By now, the world has viewed the video of the bombs detonating as people danced the halay. I have not. I didn’t deem it necessary to view, much as how I haven’t deemed it necessary to listen to the crocodile tears of the suited men (for they are almost always men) in power express their sorrow, or indeed the copy-paste notes of “great concern” from diplomats all and sundry. Still, credit where credit is due: It was auspicious that the century of dead were accorded three days of national mourning, placing them on the same level as the geriatric former king of Saudi Arabia.

Instead, I froze as I saw the plume of smoke and the hush of the crowd. Perhaps it was a large balloon that had burst, or just a sound bomb from the police to spice up proceedings, some in the crowd said. I froze not out of fear, but confusion as to what to do next. My friends headed straight for the scene; I walked slowly away – beginning to ascertain the reality of the situation and beginning to brace for another explosion in our very midst.

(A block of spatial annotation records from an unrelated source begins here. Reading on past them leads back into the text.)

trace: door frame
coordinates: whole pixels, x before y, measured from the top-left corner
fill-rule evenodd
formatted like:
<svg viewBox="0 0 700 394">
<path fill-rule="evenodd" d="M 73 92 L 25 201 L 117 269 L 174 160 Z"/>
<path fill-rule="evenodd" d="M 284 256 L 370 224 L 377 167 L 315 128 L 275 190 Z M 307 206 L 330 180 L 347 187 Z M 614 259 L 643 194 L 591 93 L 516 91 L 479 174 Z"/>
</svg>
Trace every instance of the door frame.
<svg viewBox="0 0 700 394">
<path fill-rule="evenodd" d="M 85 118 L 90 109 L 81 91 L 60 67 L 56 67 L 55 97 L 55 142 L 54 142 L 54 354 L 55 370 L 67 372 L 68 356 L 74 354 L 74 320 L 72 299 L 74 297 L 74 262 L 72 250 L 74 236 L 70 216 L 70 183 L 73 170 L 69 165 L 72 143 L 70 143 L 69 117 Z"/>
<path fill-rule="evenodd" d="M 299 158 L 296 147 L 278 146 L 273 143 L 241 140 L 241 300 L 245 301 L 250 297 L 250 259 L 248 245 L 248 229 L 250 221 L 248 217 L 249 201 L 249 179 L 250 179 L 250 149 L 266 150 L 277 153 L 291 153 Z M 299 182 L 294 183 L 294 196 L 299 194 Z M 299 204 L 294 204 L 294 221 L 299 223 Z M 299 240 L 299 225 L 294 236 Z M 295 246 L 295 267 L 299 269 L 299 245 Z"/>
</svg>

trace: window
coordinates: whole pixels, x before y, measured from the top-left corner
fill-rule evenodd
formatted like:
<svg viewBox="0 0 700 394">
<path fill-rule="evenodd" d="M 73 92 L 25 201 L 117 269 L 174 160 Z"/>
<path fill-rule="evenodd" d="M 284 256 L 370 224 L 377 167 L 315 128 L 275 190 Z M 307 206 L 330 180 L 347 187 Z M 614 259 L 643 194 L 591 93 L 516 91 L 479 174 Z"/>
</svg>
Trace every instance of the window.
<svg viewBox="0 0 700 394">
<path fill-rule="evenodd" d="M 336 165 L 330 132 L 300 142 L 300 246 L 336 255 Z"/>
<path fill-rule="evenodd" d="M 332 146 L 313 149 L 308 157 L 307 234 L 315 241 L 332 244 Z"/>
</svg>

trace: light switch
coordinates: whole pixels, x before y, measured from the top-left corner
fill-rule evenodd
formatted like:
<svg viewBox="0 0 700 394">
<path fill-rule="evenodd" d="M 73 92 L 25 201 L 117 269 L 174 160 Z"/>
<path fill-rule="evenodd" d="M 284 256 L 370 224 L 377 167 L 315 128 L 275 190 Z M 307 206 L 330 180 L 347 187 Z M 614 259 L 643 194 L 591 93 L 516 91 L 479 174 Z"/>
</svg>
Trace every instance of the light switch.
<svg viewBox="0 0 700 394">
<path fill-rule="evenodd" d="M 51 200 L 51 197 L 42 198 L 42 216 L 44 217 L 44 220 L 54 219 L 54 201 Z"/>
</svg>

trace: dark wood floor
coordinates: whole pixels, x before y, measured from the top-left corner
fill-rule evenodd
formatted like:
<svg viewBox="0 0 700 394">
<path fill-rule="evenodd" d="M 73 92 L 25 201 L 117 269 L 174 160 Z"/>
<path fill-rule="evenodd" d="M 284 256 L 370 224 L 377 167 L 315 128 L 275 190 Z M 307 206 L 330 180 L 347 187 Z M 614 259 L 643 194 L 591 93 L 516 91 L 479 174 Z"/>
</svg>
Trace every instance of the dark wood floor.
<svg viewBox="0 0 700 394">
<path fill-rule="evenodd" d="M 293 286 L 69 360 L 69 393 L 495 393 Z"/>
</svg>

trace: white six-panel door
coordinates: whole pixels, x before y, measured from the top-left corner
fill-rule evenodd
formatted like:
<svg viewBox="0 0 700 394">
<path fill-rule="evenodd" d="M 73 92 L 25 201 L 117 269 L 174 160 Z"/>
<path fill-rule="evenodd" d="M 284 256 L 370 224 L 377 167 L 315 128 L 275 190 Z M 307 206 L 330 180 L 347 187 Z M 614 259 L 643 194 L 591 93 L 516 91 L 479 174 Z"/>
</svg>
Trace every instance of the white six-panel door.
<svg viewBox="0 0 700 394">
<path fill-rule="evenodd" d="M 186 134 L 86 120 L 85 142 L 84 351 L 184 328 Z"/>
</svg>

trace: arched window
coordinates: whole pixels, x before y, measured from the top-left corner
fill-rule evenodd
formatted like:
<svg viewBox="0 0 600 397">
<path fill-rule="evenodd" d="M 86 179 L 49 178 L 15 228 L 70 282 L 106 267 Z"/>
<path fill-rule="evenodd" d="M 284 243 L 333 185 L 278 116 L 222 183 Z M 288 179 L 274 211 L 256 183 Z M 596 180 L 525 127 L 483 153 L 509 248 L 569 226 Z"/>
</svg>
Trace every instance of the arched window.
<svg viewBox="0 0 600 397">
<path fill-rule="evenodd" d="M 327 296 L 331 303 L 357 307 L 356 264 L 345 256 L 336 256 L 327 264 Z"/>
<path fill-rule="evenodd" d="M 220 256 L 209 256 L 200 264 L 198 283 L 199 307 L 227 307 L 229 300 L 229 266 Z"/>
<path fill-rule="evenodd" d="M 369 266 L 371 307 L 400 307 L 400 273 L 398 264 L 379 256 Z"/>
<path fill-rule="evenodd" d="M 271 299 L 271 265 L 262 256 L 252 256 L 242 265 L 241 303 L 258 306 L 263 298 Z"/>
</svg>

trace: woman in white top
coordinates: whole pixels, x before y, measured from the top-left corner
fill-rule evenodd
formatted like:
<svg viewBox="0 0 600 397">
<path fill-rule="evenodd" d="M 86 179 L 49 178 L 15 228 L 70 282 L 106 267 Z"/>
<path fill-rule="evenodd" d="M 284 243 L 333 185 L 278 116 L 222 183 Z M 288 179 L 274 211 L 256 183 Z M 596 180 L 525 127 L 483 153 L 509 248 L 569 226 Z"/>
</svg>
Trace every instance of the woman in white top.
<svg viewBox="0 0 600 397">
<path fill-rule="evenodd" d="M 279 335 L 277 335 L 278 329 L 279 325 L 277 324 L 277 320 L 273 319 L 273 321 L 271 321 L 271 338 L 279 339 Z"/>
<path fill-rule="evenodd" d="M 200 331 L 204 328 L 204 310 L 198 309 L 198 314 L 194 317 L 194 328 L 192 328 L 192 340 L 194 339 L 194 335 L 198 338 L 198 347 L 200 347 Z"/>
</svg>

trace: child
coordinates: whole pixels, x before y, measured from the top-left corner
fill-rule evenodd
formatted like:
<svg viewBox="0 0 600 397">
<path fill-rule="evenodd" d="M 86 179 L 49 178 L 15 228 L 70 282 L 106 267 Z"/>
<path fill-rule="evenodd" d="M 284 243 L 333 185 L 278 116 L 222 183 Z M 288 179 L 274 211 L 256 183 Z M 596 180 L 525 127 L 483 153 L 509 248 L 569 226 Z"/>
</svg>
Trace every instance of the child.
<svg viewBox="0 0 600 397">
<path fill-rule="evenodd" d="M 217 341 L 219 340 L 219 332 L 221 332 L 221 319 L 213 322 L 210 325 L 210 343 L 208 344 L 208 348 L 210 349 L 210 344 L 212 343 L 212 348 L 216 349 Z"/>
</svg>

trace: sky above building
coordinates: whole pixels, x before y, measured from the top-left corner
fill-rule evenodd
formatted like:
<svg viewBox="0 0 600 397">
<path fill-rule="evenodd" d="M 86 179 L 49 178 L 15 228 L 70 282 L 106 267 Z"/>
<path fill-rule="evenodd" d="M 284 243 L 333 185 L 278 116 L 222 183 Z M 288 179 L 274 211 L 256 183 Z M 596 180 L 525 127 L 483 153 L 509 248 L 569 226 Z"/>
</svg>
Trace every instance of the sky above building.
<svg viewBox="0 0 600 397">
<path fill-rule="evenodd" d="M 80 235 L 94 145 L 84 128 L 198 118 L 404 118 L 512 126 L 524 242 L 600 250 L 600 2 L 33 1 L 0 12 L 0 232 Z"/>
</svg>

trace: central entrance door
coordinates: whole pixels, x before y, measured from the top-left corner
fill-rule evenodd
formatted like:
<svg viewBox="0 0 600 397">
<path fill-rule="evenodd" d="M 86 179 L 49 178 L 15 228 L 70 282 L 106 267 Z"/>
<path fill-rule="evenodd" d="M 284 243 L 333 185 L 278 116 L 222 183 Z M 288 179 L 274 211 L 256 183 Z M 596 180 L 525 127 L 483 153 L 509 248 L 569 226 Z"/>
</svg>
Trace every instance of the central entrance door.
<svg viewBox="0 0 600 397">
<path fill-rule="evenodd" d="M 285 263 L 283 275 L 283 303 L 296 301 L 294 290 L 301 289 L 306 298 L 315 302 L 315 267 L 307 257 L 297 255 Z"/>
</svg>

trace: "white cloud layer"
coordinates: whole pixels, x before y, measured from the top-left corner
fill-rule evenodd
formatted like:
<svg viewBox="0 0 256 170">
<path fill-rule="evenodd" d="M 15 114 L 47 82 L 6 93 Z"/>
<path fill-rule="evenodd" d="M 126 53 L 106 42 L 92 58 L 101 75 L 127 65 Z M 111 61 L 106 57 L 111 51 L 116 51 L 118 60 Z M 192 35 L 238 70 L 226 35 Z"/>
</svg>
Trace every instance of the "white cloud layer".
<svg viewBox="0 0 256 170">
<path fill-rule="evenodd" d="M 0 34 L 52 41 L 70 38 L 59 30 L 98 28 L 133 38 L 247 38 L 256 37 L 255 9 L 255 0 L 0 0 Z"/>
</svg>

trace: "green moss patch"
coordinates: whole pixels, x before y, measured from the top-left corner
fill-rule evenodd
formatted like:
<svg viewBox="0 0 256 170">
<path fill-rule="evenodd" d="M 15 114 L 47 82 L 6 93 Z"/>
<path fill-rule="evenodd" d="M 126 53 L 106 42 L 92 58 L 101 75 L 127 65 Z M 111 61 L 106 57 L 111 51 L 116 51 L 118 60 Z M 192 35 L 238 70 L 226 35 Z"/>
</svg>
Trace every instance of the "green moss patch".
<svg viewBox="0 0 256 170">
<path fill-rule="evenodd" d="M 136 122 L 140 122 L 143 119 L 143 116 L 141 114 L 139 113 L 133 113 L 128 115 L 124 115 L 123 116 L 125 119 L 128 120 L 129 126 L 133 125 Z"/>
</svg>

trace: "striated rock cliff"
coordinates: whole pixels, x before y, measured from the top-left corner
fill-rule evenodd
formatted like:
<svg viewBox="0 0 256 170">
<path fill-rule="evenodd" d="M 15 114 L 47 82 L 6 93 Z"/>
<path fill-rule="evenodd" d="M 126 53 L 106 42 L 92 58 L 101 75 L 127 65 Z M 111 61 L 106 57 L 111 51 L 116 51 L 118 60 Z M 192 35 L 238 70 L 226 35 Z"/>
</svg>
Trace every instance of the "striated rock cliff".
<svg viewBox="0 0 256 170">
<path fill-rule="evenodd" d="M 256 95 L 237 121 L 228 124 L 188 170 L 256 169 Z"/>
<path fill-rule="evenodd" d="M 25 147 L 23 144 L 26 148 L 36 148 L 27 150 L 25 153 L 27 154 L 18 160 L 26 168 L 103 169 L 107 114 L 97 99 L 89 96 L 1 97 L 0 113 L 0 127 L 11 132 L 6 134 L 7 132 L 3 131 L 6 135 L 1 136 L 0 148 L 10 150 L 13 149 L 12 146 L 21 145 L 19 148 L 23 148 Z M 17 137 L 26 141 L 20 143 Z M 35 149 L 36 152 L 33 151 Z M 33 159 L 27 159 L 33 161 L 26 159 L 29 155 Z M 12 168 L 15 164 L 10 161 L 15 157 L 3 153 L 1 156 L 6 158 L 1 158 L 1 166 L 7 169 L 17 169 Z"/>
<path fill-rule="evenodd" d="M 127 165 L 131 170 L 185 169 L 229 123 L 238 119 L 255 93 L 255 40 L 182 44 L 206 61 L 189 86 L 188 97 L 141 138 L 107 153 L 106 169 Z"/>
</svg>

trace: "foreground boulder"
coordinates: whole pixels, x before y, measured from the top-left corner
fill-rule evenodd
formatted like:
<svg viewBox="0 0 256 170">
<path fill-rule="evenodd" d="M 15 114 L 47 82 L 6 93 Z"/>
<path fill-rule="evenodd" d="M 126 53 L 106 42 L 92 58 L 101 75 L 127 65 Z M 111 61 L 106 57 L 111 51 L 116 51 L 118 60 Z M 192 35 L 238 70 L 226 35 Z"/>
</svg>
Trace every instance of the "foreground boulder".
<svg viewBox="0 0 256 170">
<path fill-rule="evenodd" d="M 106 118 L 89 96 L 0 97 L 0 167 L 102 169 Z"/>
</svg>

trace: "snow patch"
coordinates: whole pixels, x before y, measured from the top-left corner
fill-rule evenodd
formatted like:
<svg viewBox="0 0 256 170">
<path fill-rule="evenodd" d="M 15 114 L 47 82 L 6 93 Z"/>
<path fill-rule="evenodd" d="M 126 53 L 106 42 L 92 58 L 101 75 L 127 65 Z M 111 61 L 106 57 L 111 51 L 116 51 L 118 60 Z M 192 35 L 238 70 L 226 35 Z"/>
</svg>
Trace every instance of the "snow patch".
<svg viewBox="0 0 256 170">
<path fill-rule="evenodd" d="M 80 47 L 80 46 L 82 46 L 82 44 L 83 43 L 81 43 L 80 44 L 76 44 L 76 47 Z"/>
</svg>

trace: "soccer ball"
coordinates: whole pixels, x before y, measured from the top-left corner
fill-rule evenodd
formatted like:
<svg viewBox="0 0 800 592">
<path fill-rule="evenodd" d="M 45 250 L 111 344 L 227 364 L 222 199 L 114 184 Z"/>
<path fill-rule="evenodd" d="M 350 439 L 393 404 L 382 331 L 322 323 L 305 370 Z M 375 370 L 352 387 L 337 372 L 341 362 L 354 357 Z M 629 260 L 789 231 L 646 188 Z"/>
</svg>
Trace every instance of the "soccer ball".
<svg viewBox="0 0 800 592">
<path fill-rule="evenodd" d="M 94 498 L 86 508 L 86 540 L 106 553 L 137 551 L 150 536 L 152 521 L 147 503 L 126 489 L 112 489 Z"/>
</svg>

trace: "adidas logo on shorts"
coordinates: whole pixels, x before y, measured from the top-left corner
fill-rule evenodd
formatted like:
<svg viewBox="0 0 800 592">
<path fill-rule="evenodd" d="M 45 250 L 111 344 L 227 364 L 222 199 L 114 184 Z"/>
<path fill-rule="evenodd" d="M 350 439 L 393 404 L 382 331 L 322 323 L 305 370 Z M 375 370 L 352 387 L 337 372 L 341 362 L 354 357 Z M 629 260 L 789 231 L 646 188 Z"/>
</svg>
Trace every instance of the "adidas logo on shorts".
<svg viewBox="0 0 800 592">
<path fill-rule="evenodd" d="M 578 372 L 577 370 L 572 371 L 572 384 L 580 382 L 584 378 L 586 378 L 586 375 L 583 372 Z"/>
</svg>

Keeping up appearances, Turkey’s “heroic” thin blue line arrived on the scene of the carnage within three minutes – in the form of a full riot squad and a TOMA water cannon, beating the first ambulance by about seven minutes. For good measure as well, those fleeing and those dying were treated to the force’s finest, tear gas.

 I was spared my own personal look at the brains, the blood and the other detritus of human beings that were sent flying by the twin bombs. The stories of those that went were enough.

“A phone covered in blood started to ring,” said Caner – a man who lives a relatively charmed existence having previously survived a beating by Eskişehir’s finest constabulary force on the same night that some of them “lightly tapped” (in their own words) 19-year-old Gezi Park protester Ali İsmail Korkmaz to death in 2013. “What was I supposed to do? Answer it? What would you say?”

Caner didn’t answer the phone, and I don’t blame him.

As news filtered that something terrible had happened, and that “a few people injured,” had become “a few dead,” and then “10 dead,” “20 dead” and beyond, we trooped back to the bus, bereft of any clue about what to do. Some cried alone; some cried into the shoulder of a friend. Others milled about aimlessly, sporting faces of glum shock and a growing sense of survivor’s guilt.

In such a state, the opportunity for anger was non-existent. Even when people reacted with incredulity at the bile spilled by nationalists on social media (“the Peoples’ Democratic Party bombed themselves to increase their votes” – as if HDP headquarters conducted a cost-benefit analysis and concluded that it would be the height of logic to sacrifice 100 supporters so that it could pick up an extra parliamentary seat somewhere warm like Muğla), the sense was more of pity for their lack of reasoning skills (expecting empathy from the other in the polarized “New Turkey” has long been abandoned) than of fury.

A righteous fury will eventually take over, but it is still time to grieve.